LREC 2000 2nd International Conference on Language Resources & Evaluation
 

Previous Paper   Next Paper

Title Portuguese Corpora at CLUL
Authors Bacelar do Nascimento Maria Fernanda (Centro de Línguística da Universidade de Lisboa, Av. 5 de Outubro, Nº85, 5º-6º 1050-050 LISBOA, fbacelar.nascimento@clul.ul.pt)
Pereira Luisa (Centro de Línguística da Universidade de Lisboa, Av. 5 de Outubro, Nº85, 5º-6º 1050-050 LISBOA, luisa.alice.sp@clul.ul.pt)
Saramago João (Centro de Línguística da Universidade de Lisboa, Av. 5 de Outubro, Nº85, 5º-6º 1050-050 LISBOA, j.saramago@clul.ul.pt)

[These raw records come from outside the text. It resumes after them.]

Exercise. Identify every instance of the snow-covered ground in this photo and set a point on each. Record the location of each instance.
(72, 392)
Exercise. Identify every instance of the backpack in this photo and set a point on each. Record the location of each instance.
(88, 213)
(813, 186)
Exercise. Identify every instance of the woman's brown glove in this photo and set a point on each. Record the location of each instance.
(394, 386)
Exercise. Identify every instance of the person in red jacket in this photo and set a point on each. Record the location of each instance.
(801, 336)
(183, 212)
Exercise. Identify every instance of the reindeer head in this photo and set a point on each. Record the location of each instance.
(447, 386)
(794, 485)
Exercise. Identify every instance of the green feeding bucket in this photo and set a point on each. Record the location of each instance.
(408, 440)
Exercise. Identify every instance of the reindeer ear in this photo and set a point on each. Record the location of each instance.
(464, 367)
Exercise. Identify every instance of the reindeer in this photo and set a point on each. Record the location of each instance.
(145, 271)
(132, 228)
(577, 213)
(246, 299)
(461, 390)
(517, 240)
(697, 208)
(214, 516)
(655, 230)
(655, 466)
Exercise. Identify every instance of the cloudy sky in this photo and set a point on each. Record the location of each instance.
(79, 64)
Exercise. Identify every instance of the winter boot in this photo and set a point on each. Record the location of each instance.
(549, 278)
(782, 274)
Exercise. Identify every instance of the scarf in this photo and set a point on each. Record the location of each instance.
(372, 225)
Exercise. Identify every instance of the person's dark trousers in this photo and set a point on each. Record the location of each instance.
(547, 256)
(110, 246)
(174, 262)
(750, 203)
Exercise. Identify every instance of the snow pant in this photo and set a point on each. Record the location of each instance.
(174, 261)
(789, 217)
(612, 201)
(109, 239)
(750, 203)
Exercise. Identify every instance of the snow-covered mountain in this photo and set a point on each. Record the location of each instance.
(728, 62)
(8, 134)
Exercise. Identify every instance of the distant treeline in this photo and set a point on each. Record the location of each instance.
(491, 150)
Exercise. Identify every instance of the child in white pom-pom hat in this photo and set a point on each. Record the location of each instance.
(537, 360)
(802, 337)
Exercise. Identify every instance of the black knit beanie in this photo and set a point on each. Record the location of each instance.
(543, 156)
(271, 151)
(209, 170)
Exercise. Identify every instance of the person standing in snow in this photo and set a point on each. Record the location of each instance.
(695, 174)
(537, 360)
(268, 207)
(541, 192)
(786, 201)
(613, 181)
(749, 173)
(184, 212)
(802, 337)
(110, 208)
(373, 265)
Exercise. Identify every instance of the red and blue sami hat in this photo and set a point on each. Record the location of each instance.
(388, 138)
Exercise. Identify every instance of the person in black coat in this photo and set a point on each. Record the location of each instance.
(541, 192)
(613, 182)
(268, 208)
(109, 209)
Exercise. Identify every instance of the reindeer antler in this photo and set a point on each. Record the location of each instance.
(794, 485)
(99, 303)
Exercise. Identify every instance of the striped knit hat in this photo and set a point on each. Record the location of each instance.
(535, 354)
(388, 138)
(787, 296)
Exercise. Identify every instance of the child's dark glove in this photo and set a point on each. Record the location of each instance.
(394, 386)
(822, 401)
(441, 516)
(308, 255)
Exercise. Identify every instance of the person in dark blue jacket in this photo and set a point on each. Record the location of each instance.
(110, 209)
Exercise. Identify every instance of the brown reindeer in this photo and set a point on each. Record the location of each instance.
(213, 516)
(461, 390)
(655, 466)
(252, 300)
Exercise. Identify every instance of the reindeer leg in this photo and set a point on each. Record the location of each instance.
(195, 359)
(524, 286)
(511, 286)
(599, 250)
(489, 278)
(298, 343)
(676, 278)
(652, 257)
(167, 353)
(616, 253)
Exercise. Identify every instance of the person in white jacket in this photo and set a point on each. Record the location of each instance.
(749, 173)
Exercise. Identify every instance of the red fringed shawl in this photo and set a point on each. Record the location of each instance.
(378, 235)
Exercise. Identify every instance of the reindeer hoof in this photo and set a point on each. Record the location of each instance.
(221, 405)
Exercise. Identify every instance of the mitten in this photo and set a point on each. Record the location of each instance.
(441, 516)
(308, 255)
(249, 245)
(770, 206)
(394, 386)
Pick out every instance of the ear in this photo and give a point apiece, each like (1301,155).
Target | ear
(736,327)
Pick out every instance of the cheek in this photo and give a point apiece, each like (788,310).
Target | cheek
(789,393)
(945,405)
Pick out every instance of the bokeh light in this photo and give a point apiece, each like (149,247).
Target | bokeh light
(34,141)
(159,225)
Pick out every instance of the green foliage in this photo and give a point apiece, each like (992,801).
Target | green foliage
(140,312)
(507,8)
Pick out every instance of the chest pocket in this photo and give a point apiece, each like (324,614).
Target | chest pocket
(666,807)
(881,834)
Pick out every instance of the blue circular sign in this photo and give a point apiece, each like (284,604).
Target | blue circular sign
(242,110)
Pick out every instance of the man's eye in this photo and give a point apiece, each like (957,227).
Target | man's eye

Keywords Applications, Oral Corpora, Portuguese Varieties, Tools, Written Corpora
Session Session WP7 - Corpus Projects
Full Paper 72.ps, 72.pdf
Abstract The Corpus de Referência do Português Contemporâneo (CRPC) is being developed in the Centro de Linguística da Universidade de Lisboa (CLUL) since 1988 under a perspective of research data enlargement, in the sense of concepts and hypothesis verification by rejecting the sole use of intuitive data. The intention of creating this open corpus is to establish an on-line representative sample collection of general usage contemporary Portuguese: a main corpus of great dimension as well as several specialized corpora. The CRPC has nowadays around 92 million words. Following the use in this area, the CRPC project intends to establish a linguistic database accessible to everyone interested in making theoretical and practical studies or applications. The Dialectal oral corpus of the Atlas Linguístico-Etnográfico de Portugal e da Galiza (ALEPG) is constituted by approximately 3500 hours of speech collected by the CLUL Dialectal Studies Research Group and recorded in analogic audio tape. This corpus contains mainly directed speech: answers to a linguistic questionnaire essentially lexical, but also focusing on some phonetic and morpho-phonological phenomena. An important part of spontaneous speech enables other kind of studies such as syntactic, morphological or phonetic ones.